Kashagan, the world's biggest oilfield discovery since 1968, holds an estimated 30 billion barrels of oil-in-place, of which 8 billion to 12 billion are potentially recoverable, with first production expected next year. Start-up of the field has been delayed since 2005 due to cost overruns and disputes with authorities over taxes.
With ONGC's domestic output flat for years, India now buys nearly 80 percent of its oil needs and is the world's fourth-biggest oil importer.
ConocoPhillips, which has been shedding overseas assets to cut debt and increase its investment in lower-cost domestic shale oil and gas, said on Monday the book value of assets related to its Kashagan interest was about $5.5 billion as of September 30, and it would take an after-tax impairment of about $400 million. The deal was expected to close in the first half of 2013.
Fadel Gheit, oil analyst at Oppenheimer, said ConocoPhillips was cutting its losses by selling its stake.
"This project has been plagued by problems," said Gheit. "All along it was poorly handled. It is over budget and behind schedule."
ONGC, India's fifth-biggest company by market value, has been investing to maintain output from its old fields and has capital spending plans of around 340 billion rupees this year and next.
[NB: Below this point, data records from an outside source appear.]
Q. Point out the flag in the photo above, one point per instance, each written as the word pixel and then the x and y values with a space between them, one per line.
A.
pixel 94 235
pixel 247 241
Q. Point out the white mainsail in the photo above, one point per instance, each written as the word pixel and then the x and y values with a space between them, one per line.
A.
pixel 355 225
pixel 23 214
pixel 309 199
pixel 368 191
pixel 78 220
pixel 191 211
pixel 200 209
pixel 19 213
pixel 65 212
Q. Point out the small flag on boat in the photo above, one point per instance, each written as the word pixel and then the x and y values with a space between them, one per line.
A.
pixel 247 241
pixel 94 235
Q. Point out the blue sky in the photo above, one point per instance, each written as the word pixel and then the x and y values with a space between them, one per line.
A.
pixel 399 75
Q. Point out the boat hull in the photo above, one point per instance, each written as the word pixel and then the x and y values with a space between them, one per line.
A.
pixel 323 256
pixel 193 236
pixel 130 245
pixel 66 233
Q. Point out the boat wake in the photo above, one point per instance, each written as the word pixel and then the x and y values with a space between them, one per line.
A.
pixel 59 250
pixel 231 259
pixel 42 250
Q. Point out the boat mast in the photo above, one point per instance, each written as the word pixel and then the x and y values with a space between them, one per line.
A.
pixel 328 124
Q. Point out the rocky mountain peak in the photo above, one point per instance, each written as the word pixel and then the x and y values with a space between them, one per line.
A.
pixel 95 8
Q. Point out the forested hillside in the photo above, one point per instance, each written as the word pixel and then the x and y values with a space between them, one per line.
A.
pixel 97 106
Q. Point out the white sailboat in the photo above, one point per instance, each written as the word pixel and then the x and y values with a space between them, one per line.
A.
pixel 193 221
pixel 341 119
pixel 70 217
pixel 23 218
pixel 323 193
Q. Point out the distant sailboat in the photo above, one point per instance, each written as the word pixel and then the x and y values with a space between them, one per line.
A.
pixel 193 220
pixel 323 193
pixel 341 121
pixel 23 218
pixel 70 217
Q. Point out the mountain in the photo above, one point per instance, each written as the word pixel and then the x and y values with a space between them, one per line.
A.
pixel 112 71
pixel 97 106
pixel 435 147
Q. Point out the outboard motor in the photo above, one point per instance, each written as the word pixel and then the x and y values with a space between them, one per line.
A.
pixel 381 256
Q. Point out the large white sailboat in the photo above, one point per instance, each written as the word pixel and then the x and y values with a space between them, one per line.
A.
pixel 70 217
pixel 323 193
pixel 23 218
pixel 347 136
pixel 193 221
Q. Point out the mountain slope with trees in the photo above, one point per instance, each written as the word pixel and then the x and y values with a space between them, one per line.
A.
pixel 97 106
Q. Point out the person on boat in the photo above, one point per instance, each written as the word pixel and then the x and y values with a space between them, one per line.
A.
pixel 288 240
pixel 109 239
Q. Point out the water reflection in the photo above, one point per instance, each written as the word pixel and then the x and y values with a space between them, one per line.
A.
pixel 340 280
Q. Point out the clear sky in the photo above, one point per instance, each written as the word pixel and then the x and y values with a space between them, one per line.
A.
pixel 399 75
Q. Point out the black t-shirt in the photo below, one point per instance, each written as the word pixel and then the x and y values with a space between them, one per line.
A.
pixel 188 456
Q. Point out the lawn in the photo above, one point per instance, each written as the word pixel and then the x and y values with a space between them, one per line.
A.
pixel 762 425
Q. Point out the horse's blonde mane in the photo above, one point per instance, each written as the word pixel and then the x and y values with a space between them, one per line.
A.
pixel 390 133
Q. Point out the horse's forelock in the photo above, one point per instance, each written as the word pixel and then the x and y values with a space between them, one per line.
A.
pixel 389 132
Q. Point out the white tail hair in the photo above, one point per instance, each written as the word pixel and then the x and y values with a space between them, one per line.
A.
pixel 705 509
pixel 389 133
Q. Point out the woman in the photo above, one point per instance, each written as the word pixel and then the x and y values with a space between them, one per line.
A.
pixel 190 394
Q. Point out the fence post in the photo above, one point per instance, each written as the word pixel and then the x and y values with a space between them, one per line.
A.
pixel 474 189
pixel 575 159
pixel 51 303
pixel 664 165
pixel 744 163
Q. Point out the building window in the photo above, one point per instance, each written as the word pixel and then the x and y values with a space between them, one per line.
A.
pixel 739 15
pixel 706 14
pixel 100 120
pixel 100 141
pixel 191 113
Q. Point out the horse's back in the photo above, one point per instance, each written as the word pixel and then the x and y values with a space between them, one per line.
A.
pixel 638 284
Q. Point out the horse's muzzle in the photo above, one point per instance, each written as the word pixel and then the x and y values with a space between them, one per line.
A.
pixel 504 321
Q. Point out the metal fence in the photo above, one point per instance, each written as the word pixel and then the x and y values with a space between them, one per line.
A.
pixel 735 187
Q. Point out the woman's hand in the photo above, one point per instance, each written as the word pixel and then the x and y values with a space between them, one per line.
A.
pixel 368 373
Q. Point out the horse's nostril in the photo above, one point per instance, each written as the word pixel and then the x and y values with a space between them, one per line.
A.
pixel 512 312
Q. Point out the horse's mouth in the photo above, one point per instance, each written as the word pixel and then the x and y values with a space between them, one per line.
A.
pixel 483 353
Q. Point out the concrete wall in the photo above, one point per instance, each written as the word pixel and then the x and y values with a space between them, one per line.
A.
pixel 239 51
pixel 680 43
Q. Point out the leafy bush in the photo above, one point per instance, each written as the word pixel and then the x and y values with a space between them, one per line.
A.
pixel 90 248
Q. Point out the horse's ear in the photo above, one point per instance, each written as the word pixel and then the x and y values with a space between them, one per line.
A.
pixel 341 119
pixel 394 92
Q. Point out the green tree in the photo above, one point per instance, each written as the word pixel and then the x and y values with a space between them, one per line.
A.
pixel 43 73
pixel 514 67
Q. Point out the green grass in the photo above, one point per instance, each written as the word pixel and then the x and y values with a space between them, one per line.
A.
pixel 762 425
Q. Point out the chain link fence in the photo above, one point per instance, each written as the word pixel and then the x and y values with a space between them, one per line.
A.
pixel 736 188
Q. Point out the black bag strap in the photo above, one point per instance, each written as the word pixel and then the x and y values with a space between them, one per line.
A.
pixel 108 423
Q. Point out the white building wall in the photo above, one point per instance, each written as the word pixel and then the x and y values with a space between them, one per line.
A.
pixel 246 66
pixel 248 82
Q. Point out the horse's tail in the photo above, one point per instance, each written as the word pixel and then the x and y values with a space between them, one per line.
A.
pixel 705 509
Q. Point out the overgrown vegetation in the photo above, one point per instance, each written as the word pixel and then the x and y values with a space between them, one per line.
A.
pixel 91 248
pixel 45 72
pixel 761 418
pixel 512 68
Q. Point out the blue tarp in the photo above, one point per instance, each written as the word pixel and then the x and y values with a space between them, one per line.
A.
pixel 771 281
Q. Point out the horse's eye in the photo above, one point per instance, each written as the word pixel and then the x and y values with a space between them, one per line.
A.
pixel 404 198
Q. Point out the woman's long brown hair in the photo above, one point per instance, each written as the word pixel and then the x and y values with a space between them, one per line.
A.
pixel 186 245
It is under pressure from the government to meet rising demand.
With Indian state companies having often lost out to China in bidding for global energy assets, the Kashagan acquisition is the largest ever for ONGC. It is also the biggest outbound deal from India since mobile phone operator Bharti Airtel
ONGC Videsh, the arm of ONGC that invests overseas, said the acquisition would likely add 1 million tonnes (20,000 barrels per day) to its annual production over 25 years, with its share of output significantly higher in later stages of development.
ONGC Videsh's production in the year to March was 8.7 million tonnes.
The deal comes as India pushes to diversify crude supplies away from Iran, which used to provide about 12 percent of the country's 3.5 million bpd or so of imports before sales were hit by western sanctions aimed at curbing Iran's nuclear ambitions.
It puts ONGC Videsh into what has been a fraught and expensive partnership between Kazakhstan and some of the world's biggest oil companies, which hope to use the departure of ConocoPhillips to gain greater operating control and extend their production-sharing agreements with the state beyond 2041.
Kazakhstan, home to 3 percent of the world's recoverable oil reserves and the largest former Soviet oil producer after Russia, has sought to revise deals struck with foreign energy companies in the lean post-Soviet years.
ConocoPhillips, which has been disposing of non-core overseas assets to cut debt and increase its exploration and dividend budgets, has already beaten its target of asset sales worth $20 billion by the end of 2012, including the sale of its stake in Lukoil
Last month, Kazakh oil and gas minister Sauat Mynbayev said ConocoPhillips planned to sell its stake.
ONGC was also said to be one of a trio of Indian companies that had bid $5 billion for stakes in six of ConocoPhillips' Canadian oil sands assets, which the Houston-based oil major put on the block early this year.
ConocoPhillips is still evaluating bids for the assets following "substantial" interest, said Rob Evans, spokesman for the company's Canadian operations.
That asset package includes and interest the producing Surmont project, run in a joint venture with France's Total SA
The ONGC deal is subject to government approvals as well as the pre-emption rights of Kazakhstan and other participants in the Kashagan field which is jointly controlled by state-run KazMunaiGas and six international companies, including Eni
It is unlikely that Exxon or Shell would exercise their right of first refusal, citing the project's ongoing problems, Oppenheimer's Gheit said.
"I'm not sure you want more of a bitter pill," Gheit said.
ConocoPhillips stock was down 0.5 percent at $56.42 in midday New York Stock Exchange trading.